I’ve let you lie, let you sneak around, let you forget work and plans and relationships, but I’m tired of coming home and not knowing where you are.

I’m tired of thinking you’ve hurt yourself.

I’m tired of waking up worried and going to sleep worried. I’m tired, Janine. I’m so tired.’

‘We all are,’ Beth adds. ‘We’re right here, saying we want to help. Don’t push us away.’

As I study the faces of the people I love most, everything that’s happened over the last few years ploughs into me. The cramps, the tears, the shame. Loss in all its unfiltered, unedited rawness.

‘I don’t like lying to you,’ I reply, my throat thick with emotion. ‘In fact, I hate myself for it, but I can’t seem to stop. I know I should be writing. I know I should take the pills and go to counselling.’

‘So why don’t you?’ Beth pushes.

‘Because I’m scared.’

‘Of what?’

My brain screams at me to lie. To shout, storm off, do anything but share the deepest, darkest part of my soul, but as I absorb my sister’s concern, I realise that the time for lying has come to an end.

‘I’m scared that if I take the medication, I’ll stop feeling the pain,’ I whisper.

‘It’s the only thing I have that reminds me that they were once here.

There’s no baby in my arms, no nursery filled with love.

The pain is all I have. I’m scared that if I start feeling better, it means I’ll forget them. ’

‘Janine,’ Kamal says, reaching for me, but I hold my hand up to stop him.

‘Please, I need to say this. I need to explain. I watch you all trying to make things right for me, but nothing will ever make me feel better about what I’ve lost or the way I’ve changed.

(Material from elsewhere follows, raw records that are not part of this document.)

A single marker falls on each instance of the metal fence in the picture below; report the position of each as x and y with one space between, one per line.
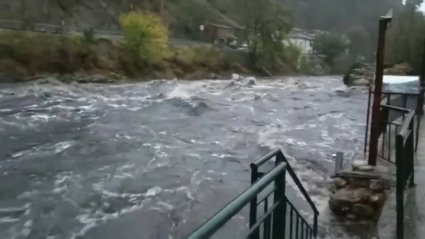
280 219
58 29
395 108
405 154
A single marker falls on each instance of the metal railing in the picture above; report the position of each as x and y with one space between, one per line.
396 107
58 29
277 222
301 225
405 154
277 175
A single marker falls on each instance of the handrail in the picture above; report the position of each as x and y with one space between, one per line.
208 228
405 171
291 172
265 158
299 185
395 108
405 129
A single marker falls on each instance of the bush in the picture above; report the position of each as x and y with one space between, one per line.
146 36
331 45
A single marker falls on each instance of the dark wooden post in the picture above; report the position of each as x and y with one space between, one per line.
375 124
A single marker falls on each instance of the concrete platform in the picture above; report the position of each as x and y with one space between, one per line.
414 201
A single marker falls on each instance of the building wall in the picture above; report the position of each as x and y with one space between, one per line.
304 44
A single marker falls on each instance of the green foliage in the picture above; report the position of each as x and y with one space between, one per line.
191 14
146 36
406 38
267 25
331 45
89 36
28 25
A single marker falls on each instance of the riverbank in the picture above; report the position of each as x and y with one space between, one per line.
26 56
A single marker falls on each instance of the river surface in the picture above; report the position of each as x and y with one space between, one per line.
156 159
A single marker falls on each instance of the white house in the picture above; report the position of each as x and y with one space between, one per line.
303 39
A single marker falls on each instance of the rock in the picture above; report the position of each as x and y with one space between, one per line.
365 168
361 81
378 200
359 74
363 211
214 76
338 207
251 81
339 183
357 164
350 196
378 186
363 183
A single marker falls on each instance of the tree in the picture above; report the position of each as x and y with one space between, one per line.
267 25
145 35
406 38
331 45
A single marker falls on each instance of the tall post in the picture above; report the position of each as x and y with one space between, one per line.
374 129
279 215
253 204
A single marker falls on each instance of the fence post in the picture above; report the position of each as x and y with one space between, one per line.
411 148
400 186
253 204
279 215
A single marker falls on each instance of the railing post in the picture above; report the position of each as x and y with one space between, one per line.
253 204
367 121
374 130
411 148
400 186
279 215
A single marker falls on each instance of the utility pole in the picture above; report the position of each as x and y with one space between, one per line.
377 91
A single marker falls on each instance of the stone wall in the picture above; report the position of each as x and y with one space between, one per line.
358 194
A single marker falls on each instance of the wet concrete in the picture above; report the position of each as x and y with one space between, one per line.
414 208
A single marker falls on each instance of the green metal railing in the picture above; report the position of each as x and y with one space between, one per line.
405 154
277 175
277 222
299 226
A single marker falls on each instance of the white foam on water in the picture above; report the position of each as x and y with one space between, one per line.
153 191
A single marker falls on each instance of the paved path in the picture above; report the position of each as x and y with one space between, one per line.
414 201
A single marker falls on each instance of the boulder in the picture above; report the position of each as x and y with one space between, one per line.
377 200
362 211
339 183
359 74
378 186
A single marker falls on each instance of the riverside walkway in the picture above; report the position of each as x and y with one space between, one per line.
414 219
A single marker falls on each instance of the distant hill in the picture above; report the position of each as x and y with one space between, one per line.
182 16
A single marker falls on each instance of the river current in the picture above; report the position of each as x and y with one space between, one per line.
156 159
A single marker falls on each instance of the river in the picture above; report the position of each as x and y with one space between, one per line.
156 159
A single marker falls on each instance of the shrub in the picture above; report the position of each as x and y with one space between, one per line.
146 36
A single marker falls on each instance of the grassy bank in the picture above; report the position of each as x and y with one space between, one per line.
25 54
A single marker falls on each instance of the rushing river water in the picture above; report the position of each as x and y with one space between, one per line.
154 160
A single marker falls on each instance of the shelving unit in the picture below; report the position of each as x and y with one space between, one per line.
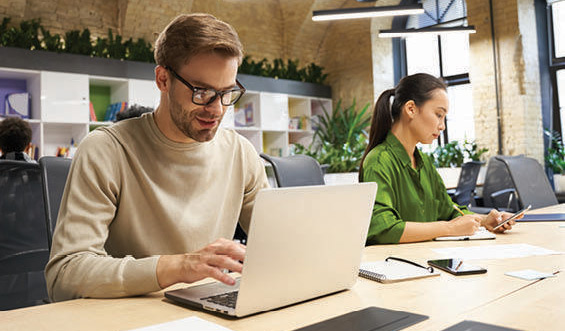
61 87
59 107
274 125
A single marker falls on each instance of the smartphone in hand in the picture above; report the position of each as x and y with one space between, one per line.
456 267
513 217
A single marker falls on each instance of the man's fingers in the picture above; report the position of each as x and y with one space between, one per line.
217 274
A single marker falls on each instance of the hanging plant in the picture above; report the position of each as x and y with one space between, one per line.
77 42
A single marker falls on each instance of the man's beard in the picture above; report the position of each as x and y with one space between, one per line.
186 122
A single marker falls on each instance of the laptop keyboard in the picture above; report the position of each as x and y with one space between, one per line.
225 299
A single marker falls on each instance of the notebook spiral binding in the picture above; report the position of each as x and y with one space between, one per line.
372 275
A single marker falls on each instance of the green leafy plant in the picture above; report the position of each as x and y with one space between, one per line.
473 151
453 155
340 139
77 42
284 70
555 157
448 155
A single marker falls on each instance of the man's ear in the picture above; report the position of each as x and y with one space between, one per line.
410 109
162 78
28 149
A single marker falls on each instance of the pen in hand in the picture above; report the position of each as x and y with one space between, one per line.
459 210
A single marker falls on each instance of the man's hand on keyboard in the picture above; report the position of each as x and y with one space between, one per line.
206 262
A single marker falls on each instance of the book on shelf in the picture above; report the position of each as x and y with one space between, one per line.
113 110
394 269
92 113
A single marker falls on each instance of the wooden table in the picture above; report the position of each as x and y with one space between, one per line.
491 298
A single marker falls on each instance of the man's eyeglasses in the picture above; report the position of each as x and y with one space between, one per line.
205 96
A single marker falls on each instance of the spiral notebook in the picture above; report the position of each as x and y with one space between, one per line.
393 270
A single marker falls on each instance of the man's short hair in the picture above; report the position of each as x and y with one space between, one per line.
191 34
15 135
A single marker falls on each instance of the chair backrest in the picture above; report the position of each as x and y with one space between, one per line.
295 170
54 172
23 235
497 179
530 181
465 191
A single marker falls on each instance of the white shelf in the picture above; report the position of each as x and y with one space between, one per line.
60 110
59 104
272 119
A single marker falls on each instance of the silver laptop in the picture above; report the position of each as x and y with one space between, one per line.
303 242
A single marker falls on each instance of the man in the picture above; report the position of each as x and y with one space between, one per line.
150 201
15 139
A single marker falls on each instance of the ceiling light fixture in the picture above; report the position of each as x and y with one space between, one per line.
366 12
397 33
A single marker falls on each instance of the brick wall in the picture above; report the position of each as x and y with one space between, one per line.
267 28
518 77
358 63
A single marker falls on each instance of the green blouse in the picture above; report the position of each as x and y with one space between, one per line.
403 193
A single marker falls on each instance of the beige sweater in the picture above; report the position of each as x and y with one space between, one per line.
132 195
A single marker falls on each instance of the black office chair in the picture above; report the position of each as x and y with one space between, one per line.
23 236
498 188
54 172
464 194
295 170
530 182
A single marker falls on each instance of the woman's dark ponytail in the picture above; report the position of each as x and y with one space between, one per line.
418 88
381 123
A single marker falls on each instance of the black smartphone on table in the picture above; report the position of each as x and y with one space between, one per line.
513 217
457 267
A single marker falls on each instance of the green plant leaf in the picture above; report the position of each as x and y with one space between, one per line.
340 139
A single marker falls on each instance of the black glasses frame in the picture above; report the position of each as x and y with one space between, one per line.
217 93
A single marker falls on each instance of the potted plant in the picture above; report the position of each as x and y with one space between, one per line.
555 160
339 142
449 158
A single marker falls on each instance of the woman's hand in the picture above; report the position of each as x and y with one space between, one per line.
495 217
464 225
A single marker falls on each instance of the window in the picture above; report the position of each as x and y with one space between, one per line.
445 56
556 21
558 14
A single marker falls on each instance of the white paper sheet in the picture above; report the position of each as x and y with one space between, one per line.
486 252
189 323
529 274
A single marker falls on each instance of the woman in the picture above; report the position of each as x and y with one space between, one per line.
412 203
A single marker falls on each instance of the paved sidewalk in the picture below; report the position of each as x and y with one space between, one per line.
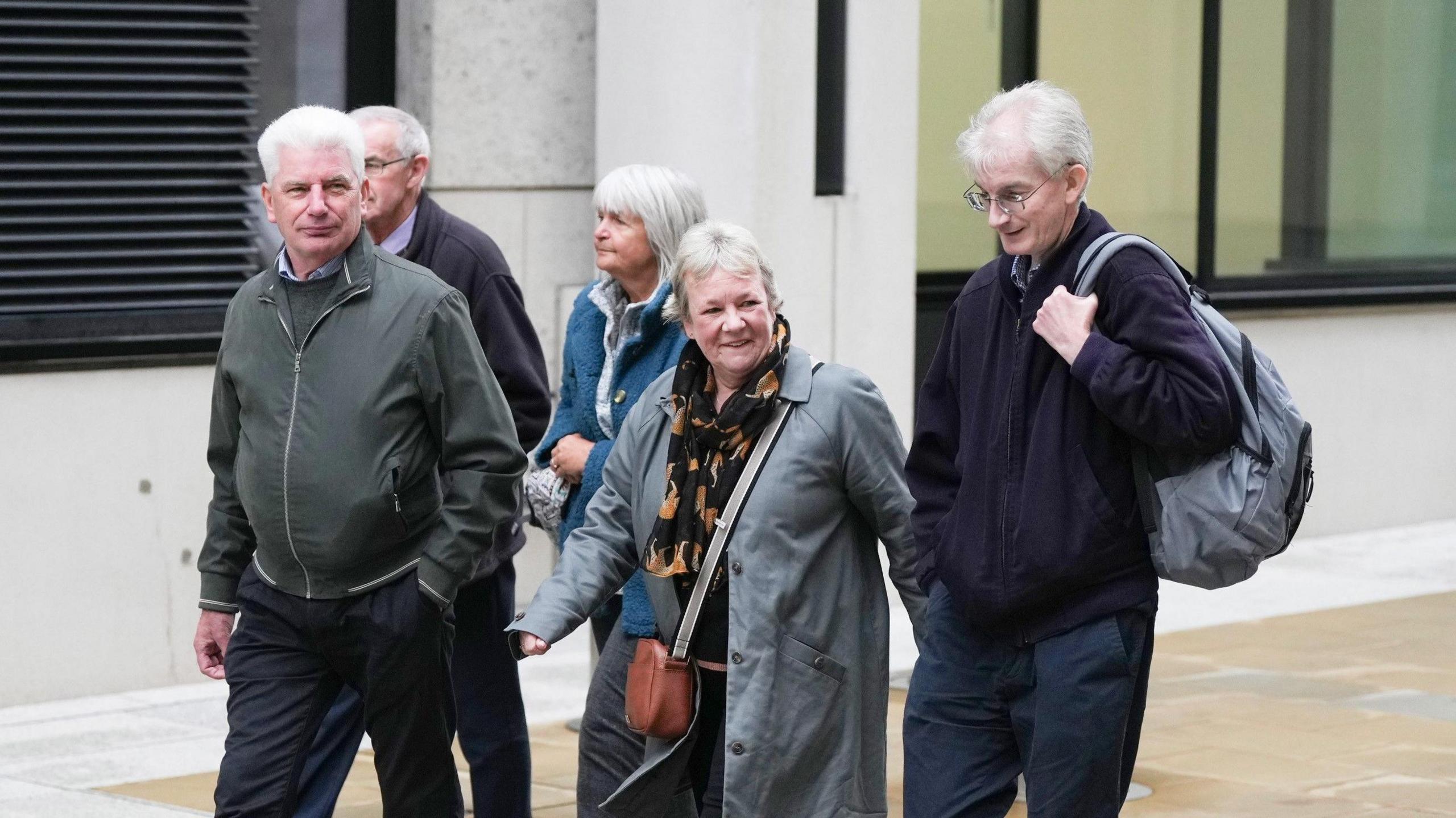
1345 711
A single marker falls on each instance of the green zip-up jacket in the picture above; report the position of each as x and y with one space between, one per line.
375 445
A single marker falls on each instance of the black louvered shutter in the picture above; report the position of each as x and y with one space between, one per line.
126 173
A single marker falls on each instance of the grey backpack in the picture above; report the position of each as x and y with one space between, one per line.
1212 518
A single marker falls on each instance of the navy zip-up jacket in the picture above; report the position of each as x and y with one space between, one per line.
1021 465
465 258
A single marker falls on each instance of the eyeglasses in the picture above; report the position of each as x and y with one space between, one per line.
981 201
376 168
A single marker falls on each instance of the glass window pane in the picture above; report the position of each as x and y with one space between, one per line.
1335 147
1136 73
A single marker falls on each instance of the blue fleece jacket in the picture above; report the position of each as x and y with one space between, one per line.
644 357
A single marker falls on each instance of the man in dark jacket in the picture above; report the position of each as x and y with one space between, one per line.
404 220
363 459
1041 587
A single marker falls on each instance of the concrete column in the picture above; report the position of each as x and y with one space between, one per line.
507 91
724 91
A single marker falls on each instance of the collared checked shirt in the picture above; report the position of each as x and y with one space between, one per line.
329 267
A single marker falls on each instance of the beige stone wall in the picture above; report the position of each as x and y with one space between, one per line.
507 91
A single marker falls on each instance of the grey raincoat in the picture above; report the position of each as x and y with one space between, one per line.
809 624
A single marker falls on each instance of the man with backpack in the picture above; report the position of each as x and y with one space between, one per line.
1033 548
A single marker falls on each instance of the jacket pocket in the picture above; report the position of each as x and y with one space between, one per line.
1088 491
812 658
394 489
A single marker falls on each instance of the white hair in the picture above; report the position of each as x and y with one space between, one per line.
667 203
412 139
312 127
717 245
1052 128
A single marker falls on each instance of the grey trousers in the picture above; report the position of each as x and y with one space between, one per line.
607 751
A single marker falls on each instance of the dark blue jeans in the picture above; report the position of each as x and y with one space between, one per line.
1066 711
289 660
488 705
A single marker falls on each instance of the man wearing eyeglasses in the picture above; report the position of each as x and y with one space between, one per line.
491 720
1031 549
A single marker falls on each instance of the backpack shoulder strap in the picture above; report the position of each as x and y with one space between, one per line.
1106 247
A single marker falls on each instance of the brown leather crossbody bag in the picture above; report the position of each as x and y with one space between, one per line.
661 683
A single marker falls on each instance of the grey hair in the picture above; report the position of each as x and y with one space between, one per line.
717 245
1052 128
667 203
312 127
412 137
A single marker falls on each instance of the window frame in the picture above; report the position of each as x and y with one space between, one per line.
1345 284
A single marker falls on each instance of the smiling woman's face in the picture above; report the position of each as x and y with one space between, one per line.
730 318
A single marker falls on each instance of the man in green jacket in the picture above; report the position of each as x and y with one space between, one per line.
363 456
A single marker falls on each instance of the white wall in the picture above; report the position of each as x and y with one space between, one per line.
101 580
724 91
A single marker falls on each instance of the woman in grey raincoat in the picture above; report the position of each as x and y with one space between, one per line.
792 642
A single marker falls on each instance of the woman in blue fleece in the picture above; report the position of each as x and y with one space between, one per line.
617 344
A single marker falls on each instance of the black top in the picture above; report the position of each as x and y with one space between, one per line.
1021 465
711 637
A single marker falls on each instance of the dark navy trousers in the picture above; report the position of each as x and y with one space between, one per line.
287 663
1066 712
488 705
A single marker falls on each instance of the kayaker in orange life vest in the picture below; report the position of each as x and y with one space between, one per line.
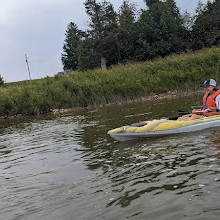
211 102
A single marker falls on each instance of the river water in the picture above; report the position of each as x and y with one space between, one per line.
66 167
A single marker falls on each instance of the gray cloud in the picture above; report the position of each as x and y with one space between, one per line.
37 28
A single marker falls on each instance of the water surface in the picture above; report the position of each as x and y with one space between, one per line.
66 167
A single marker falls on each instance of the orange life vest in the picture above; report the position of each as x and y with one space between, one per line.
209 102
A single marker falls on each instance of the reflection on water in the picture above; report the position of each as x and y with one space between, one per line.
68 168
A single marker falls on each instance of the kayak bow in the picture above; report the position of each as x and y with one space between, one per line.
163 127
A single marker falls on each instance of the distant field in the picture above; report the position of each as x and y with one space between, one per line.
95 87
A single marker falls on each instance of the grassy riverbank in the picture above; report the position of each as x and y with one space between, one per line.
82 89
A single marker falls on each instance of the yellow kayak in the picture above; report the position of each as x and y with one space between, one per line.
162 127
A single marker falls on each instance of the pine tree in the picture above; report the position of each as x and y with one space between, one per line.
206 29
1 80
161 30
73 38
127 32
103 22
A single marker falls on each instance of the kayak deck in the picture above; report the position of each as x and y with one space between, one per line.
163 127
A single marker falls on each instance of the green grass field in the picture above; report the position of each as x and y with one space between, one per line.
96 87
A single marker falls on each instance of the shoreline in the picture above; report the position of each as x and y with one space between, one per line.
63 111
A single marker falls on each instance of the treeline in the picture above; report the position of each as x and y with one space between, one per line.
131 36
97 87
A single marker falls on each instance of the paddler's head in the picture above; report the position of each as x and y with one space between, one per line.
209 86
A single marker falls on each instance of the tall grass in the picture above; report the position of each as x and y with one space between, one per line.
90 88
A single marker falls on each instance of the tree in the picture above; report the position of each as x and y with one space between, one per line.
149 3
103 22
127 32
87 56
206 29
161 30
1 80
73 38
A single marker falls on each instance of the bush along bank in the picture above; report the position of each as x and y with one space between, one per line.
97 87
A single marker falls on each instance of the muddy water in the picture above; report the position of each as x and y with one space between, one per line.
66 167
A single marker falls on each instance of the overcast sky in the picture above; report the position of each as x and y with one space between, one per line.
37 28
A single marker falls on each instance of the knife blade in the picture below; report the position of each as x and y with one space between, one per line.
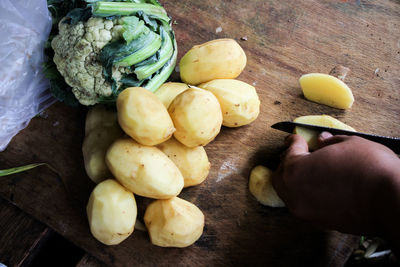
391 142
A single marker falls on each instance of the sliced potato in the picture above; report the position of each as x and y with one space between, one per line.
144 170
111 212
100 116
261 188
197 116
326 89
192 162
173 222
94 150
168 91
143 117
239 101
216 59
311 136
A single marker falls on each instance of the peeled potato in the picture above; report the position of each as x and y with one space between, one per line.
311 136
111 212
94 150
173 222
197 116
192 162
100 116
144 170
326 89
239 101
143 117
217 59
168 91
261 188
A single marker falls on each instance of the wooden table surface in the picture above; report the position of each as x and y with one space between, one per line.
285 39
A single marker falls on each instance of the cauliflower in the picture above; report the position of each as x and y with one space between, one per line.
76 50
98 56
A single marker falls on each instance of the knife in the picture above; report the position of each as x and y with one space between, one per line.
391 142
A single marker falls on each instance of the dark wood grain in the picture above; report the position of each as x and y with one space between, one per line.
90 261
21 236
285 39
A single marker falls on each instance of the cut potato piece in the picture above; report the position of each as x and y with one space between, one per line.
173 222
261 188
144 170
239 101
192 162
326 89
311 136
111 212
168 91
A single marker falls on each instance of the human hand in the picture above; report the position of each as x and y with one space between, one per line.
350 184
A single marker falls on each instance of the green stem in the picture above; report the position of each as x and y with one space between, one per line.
166 52
24 168
149 48
160 78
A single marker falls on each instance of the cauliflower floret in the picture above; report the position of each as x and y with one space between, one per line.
76 50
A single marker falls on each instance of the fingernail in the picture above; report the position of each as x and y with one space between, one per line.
287 140
325 135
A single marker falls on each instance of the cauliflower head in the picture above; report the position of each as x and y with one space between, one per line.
76 49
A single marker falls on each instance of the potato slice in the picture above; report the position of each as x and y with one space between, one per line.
144 170
326 89
239 101
311 136
143 117
192 162
197 116
94 150
111 212
168 91
261 188
173 222
216 59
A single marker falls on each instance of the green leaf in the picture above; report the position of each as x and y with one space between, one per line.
24 168
133 27
106 9
165 53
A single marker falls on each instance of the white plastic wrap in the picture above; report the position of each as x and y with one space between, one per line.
24 29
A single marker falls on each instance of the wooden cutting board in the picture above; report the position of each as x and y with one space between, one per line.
283 39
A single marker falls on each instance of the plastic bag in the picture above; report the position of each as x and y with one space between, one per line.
24 28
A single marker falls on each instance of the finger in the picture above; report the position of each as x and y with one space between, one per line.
297 146
327 139
278 183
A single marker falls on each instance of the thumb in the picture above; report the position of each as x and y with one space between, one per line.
297 146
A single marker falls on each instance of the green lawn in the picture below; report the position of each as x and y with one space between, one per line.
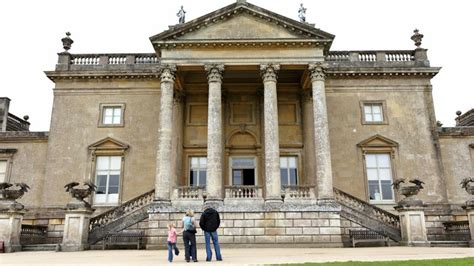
443 262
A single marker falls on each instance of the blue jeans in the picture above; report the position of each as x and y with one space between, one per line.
208 236
171 247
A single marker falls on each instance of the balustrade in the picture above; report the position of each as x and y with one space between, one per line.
243 192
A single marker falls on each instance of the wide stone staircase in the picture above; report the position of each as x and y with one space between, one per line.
136 210
120 217
368 215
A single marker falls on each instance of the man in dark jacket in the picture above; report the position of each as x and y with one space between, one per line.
209 223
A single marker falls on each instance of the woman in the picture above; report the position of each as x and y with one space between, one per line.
189 236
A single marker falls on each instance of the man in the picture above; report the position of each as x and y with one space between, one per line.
209 223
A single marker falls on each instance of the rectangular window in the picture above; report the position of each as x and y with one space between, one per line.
3 171
373 112
288 171
379 176
197 171
108 170
243 171
112 116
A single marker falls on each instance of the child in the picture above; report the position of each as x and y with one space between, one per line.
172 237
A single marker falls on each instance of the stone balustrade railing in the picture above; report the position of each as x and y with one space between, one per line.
370 210
299 192
243 192
377 56
189 192
122 210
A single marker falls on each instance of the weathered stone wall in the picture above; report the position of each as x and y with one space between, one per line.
408 125
74 126
458 161
318 229
28 163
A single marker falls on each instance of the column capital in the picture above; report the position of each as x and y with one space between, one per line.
269 72
167 73
306 95
214 72
317 71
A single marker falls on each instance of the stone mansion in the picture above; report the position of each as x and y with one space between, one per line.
253 113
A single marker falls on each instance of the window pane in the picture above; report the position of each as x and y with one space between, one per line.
374 192
293 176
237 177
284 176
202 162
385 174
370 161
101 184
193 178
387 193
115 162
383 160
202 178
245 163
372 174
103 162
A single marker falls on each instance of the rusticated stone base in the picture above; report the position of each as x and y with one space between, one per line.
308 226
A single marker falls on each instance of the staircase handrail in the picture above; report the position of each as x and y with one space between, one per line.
123 209
364 207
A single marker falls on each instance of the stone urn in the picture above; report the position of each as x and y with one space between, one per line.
8 195
410 192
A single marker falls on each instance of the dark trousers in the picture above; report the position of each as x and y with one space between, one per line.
189 240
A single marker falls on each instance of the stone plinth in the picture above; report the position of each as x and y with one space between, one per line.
76 229
412 226
470 218
10 229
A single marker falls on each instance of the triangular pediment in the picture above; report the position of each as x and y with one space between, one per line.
108 144
241 21
378 141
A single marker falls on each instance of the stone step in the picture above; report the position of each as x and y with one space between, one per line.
449 244
40 247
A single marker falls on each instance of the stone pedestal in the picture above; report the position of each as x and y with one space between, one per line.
470 218
412 226
76 229
10 229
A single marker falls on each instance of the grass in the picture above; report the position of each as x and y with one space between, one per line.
440 262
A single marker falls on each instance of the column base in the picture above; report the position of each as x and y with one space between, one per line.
12 248
72 248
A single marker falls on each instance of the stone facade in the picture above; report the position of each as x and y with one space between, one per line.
242 83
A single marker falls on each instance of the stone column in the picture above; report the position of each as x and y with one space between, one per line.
321 134
163 162
214 133
272 145
10 229
76 229
412 225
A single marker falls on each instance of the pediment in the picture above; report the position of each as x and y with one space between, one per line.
109 144
378 141
241 21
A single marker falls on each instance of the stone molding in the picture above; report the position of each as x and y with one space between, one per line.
167 73
269 72
214 72
317 71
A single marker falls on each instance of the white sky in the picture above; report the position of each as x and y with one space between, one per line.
31 32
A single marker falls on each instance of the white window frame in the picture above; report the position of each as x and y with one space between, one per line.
231 178
287 158
378 169
365 115
108 199
199 169
117 119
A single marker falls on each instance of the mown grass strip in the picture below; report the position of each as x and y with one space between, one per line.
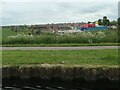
74 57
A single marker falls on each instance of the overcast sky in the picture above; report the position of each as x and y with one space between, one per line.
56 12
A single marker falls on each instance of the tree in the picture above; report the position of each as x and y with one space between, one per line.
113 23
119 21
100 22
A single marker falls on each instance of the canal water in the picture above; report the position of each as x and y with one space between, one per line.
37 84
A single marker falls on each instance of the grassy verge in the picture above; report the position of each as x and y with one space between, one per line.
59 45
84 58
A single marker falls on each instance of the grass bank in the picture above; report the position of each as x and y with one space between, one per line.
60 45
85 58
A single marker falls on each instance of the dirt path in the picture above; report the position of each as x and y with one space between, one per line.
60 48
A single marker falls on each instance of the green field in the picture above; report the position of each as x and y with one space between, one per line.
89 38
84 58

The person I am now – she isn’t me. I can barely leave the house, never mind see friends or go dancing or do any of the things I used to love.

I don’t want to be this person anymore. I want to be who I thought I was going to be. I want to be a mum.’

With those words, I dissolve into tears.

This time when Kamal reaches for me, I don’t protest. As he wraps me in his arms, he speaks into my hair. ‘I know I can’t fix this, but please let me be there for you while you try to. You are everything to me.’

‘I shouldn’t be,’ I sob. ‘Not anymore.’

Kamal takes my head in his hands and brushes my hair from my cheeks. ‘How can you not see what’s staring you in the face? I will always, always love you, Janine.’

Crumbling, I hold my husband properly for the first time in a long time. We cling to each other, weighted by the perpetual crush of sadness, but reminded that we’re not the only person feeling it. And, more importantly, that we don’t need to carry it alone.